26 november 2015

Een belevingsgedachte van een frequent bezoeker met zorgintensief kind…

De geur die er hangt is vertrouwd en toch ook niet. De routine die er heerst is bekend. Alles valt of staat met het volgen van gebruiken, protocollen en regels. Praktisch handelen gaat moeizaam samen met invoelend vermogen. Tijd is hier een kostbaar goed, ook al is uitlopen de standaard. Te veel of te weinig tijd kan hier het verschil maken. Net als het wel of niet volgen van een protocol. Ze zijn er niet voor niets. Het is waar het hele systeem op draait. Anders worden er risico’s genomen en missers begaan. En juist dit is een plek waar dat niet geoorloofd is. Want in dit huis vol wetenschap & emotie wordt de maakbaarheid van het leven nagestreefd. Helen, revalideren, behandelen, bestrijden en (over)leven; daar draait het om. Het is de plek waar de wereld soms stil staat, waar het leven begint, waar het verlengd of verbeterd wordt of helaas soms zijn einde vindt. Het Ziekenhuis.

De operatie

Als je er vaak genoeg komt raak je er haast aan gewend. Helemaal wennen doet het echter nooit. Zeker niet tijdens piekdagen waarop spanning, emotie en hoop hoogtij vieren. Zoals op een operatiedag… Om 2 van de 3 door mij meest geliefde personen samen te zien vertrekken blijft vreemd. Mijn kleintje in haar operatiehemdje op de arm van haar papa. De grote deuren door en de lange hal in. De hal waar talloze OK’s op uitkomen. Daar waar kinderen in slaap gebracht worden en wonderen verricht worden.

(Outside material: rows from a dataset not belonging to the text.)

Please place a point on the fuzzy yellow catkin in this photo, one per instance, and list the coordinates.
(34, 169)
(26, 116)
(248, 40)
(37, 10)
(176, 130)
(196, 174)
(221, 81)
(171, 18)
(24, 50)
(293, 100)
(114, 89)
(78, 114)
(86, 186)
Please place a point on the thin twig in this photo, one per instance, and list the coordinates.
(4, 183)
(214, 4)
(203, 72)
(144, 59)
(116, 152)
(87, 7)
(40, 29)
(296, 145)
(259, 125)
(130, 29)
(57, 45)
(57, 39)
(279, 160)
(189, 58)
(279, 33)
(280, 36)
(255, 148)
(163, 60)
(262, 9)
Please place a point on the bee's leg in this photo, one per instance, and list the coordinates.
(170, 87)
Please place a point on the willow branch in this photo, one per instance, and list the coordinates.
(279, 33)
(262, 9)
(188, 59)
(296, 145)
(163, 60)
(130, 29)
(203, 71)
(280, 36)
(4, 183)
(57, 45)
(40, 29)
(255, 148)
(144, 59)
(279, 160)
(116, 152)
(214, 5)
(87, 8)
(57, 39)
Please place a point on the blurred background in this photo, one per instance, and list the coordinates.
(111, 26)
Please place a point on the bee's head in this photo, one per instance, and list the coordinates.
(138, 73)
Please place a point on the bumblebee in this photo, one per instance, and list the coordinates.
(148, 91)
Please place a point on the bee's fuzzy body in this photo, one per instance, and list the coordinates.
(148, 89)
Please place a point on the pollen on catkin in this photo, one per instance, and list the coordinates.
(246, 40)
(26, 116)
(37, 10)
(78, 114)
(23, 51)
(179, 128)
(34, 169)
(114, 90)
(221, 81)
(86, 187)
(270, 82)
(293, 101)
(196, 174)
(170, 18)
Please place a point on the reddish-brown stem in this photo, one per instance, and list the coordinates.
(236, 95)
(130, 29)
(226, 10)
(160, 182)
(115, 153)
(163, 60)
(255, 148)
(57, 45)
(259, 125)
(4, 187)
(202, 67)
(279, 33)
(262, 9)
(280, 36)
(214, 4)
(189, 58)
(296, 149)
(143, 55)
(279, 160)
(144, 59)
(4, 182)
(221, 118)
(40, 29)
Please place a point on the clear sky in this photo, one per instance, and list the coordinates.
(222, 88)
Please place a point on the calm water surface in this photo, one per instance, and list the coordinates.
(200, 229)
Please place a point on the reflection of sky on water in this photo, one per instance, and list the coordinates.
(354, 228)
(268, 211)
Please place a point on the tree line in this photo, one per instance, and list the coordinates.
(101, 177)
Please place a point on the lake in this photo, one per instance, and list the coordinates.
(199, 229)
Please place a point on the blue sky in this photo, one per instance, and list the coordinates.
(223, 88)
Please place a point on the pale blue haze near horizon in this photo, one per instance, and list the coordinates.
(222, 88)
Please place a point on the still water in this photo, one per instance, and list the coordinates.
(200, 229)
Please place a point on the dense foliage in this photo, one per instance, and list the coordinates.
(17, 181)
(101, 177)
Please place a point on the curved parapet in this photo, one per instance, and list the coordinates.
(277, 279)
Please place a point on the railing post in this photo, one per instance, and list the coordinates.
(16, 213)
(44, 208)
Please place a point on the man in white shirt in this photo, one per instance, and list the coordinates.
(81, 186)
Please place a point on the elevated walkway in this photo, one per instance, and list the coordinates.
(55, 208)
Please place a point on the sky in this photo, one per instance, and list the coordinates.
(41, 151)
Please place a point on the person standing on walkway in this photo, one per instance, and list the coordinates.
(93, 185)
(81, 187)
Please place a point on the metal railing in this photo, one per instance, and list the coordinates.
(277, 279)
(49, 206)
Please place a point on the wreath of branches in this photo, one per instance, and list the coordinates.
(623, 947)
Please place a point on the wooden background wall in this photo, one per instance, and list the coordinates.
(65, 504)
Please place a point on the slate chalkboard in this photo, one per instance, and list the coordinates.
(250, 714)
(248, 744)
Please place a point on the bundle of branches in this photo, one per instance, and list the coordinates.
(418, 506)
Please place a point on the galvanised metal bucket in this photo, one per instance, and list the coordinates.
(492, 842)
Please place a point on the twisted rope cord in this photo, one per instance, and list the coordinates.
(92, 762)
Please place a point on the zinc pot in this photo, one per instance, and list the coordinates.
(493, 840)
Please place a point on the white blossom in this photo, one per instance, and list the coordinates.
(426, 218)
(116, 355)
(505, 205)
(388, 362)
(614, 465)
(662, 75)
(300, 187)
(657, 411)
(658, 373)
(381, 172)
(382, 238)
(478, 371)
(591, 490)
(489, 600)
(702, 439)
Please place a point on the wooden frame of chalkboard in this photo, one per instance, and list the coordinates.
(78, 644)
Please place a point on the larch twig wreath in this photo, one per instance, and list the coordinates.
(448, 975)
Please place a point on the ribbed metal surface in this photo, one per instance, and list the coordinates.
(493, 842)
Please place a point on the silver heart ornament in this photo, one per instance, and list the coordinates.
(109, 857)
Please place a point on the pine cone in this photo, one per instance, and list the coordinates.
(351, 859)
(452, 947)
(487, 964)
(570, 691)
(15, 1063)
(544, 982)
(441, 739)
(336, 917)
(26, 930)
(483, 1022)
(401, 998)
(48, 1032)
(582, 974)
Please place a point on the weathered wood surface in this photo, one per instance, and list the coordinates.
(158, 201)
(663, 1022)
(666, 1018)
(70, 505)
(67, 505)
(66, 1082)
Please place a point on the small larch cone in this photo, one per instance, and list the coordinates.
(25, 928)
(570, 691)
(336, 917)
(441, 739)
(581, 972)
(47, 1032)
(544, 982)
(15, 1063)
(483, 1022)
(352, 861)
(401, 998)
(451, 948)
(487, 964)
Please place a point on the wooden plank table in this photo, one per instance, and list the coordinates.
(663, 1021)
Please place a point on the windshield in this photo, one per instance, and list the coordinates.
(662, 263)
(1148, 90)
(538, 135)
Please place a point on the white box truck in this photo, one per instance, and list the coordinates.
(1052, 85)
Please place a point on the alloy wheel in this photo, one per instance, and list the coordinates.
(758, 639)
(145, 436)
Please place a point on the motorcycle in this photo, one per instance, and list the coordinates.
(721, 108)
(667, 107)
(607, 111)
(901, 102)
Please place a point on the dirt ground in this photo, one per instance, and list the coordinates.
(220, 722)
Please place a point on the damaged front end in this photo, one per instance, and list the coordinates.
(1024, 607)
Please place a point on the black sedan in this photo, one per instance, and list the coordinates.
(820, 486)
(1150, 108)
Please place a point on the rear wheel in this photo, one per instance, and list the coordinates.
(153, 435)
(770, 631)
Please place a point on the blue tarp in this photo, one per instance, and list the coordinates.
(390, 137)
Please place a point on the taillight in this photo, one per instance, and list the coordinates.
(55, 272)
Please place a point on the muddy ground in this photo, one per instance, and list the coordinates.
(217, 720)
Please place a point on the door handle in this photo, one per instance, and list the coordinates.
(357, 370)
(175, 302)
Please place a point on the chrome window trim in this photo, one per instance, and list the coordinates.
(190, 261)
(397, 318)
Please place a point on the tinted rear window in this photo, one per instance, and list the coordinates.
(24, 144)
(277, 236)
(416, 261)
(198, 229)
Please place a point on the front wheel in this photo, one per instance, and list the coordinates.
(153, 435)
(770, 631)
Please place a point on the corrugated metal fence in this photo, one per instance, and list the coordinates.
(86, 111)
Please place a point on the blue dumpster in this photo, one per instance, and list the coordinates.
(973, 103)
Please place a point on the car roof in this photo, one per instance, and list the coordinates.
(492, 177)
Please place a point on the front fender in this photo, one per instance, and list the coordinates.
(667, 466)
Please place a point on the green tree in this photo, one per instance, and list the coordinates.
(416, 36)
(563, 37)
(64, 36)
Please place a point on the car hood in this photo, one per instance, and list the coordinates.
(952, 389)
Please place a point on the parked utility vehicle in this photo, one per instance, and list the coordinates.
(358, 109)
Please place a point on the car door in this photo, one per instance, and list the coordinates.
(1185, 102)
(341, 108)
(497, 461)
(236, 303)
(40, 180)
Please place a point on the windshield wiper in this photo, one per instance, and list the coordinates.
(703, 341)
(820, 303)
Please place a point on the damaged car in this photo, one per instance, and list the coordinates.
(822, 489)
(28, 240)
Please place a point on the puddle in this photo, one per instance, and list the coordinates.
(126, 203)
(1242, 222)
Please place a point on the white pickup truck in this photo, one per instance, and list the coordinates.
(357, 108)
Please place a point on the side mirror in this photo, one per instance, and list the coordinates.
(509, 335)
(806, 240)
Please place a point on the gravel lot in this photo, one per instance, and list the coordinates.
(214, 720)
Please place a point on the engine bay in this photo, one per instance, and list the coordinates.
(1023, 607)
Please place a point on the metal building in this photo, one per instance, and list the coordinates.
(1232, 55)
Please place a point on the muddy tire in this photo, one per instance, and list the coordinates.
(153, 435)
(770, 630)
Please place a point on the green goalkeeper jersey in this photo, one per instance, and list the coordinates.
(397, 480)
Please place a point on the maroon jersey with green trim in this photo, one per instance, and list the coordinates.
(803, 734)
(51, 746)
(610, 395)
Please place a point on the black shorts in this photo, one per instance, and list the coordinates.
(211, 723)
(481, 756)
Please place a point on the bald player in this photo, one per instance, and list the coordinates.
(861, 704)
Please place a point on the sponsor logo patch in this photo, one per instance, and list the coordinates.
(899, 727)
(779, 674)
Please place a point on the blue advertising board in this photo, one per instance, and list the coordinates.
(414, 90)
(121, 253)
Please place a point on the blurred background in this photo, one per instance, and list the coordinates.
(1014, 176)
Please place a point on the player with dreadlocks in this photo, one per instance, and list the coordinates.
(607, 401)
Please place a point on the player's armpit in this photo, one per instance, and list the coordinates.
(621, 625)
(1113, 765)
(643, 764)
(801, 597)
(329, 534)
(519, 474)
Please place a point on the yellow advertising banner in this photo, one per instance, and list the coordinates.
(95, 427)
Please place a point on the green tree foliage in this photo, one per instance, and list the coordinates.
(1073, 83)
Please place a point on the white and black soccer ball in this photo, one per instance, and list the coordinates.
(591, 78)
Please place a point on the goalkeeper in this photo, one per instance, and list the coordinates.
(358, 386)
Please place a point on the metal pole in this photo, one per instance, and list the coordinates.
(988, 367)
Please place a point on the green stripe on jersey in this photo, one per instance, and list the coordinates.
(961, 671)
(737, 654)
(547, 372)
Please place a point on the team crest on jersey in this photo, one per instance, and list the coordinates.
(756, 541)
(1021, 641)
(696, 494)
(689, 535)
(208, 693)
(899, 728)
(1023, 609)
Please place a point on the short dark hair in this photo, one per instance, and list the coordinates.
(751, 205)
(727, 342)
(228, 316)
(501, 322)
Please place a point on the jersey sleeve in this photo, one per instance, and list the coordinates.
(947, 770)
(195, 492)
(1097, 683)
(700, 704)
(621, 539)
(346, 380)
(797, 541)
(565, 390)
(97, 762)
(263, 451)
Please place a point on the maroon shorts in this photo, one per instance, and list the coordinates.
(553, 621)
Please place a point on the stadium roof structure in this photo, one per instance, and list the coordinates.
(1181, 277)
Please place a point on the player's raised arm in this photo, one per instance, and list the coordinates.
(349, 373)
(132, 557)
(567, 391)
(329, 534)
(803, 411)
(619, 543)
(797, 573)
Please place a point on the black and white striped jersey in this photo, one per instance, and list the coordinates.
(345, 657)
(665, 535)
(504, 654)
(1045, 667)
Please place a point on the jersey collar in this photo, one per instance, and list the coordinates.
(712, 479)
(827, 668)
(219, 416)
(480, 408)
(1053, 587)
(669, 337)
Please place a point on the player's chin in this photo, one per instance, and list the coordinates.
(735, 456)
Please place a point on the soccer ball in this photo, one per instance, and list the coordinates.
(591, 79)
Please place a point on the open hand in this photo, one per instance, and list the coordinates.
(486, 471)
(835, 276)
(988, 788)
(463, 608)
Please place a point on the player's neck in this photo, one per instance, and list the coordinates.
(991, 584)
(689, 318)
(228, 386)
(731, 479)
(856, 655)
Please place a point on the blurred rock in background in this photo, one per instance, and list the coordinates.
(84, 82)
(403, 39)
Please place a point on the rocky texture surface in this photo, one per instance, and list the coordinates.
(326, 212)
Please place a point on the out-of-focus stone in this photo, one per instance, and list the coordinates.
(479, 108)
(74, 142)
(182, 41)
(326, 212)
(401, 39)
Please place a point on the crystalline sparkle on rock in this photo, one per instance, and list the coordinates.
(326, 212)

Het is een paralleluniversum. Een wereld die slechts door enkelen betreden wordt. We laten ons slapende kindje achter in kundige handen. En alsof je zelf ook onder narcose gebracht bent, worden seconden minuten en minuten uren. De wereld staat stil. Er bestaat niks anders. Je praat, je huilt, je wacht, je hoopt. Tot het bericht komt dat je naar de verkoeverkamer mag. Opluchting. Het ergste is voorbij!

De verpleegafdeling

Op de verpleegafdeling draai je mee in het ritme en de orde die er heerst. De lampen gaan aan en de afdeling en zijn tijdelijke bewoners ontwaken. Kamers worden opgeruimd, overdrachten gehouden en visites gelopen. Het leven op een afdeling hangt van vragen en antwoorden aan elkaar. Nieuws, uitslagen en behandelplannen. Het is een achtbaan van emoties. Juist als jij je kindje het dichtst bij je wilt hebben, is dit het moeilijkst. Alle draden, slangen, plakkers en kabels laten het niet toe. Er zijn dagen dat je van optimistisch en hoopvol naar wanhopig en zorgelijk gaat. Tot de lampen uitgaan en de ogenschijnlijke rust op de afdeling wederkeert.

Twee werelden

Die ogenschijnlijke rust heerst, tijdens een opnameperiode, overal – zowel thuis als in het ziekenhuis. Resulterend in het feit dat je nergens rust kent. Je bent incompleet en dus nergens “thuis”. Je verkeert in twee werelden. Zodra je het ziekenhuis verlaat, stap je letterlijk uit de zorg. De alertheid, waakzaamheid en zorg mogen voor even plaatsmaken voor vermoeidheid, rust en aandacht voor het gewone leven. Na een nacht wissel je elkaar af en stap je weer in de bubbel van zorg. Soms is het lastig om letterlijk weer de zorg in te stappen. De drempel kan hoog zijn. In het dagelijks leven met je zorgintensieve kindje bedrijf je topsport. Op dit soort momenten wordt er van je gevraagd een marathon te lopen. Dat is zwaar.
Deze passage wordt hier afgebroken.